In Mimms’ two years on the job, the district’s enrollment dropped and the school failed to meet the state standard for student achievement receiving an ‘F’ grade by the Texas Education Agency.

While student performance has remained low, records show spending by the school’s top officials has been anything but.

Monthly statements from Mimm’s school issued credit card show trips to Atlanta, Washington D.C., San Antonio and San Francisco, with stays at high-end hotels and dining at expensive restaurants.

Her credit card statements from the past two years also show dozens of charges to Southwest Airlines and valet parking at Dallas’ Love Field Airport.

On her March 2017 statement alone, Mimms had more than $3,182 in Southwest Airlines charges, a $3,580 charge at Pappadeaux Seafood Kitchen in Dallas and $4,744 worth of charges at hotels; including a $2,678 charge from the Ritz Carlton in San Francisco.

The I-Team asked the school for explanations of the charges as well as itemized receipts for all school travel. The school, so far, has not provided either.

When the I-Team asked Board President George Collins Wednesday evening whether the travel charges were all school related, he said, “I wouldn’t have the slightest idea.”

Last month, after the school board called an emergency meeting to discuss spending, the board changed the school’s credit card policy. Collins told the I-Team the changes to the policy was for better accountability.

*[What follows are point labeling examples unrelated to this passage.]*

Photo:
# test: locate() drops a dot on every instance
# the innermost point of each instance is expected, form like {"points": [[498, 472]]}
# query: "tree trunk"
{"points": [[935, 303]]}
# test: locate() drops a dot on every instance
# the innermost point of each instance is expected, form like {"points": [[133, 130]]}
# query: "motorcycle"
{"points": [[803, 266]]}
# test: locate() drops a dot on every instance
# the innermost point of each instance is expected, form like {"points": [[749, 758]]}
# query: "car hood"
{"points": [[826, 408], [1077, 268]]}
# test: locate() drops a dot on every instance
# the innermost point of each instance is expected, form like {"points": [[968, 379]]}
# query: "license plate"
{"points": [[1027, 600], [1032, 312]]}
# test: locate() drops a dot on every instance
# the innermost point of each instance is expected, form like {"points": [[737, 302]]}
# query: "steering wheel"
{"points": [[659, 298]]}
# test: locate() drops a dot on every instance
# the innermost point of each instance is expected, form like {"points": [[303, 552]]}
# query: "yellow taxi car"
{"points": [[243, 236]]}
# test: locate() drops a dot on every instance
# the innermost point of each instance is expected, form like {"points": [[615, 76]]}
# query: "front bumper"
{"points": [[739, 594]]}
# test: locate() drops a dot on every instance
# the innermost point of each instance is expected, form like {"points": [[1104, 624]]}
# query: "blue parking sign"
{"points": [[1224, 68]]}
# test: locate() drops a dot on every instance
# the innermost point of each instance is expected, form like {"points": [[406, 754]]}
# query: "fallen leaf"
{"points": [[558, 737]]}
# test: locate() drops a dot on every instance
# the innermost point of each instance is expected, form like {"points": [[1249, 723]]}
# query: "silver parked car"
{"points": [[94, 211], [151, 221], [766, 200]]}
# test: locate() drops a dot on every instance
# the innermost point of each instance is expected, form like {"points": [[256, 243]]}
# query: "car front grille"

State records show Mimms’ salary last school year was $315,000 – a more than $75,000 increase from her first year on the job.

Last year the board extended Mimms’ employment contract through 2021.

The I-Team reached Mimms by phone Wednesday but the former superintendent declined to talk on the record.

Nearly 90 percent of students enrolled at A.W. Brown Academies are economically disadvantaged, according to a state report.

For the 2016-17 school year, according to state education records, A.W. Brown Academies received more than $19 million in state and federal tax dollars.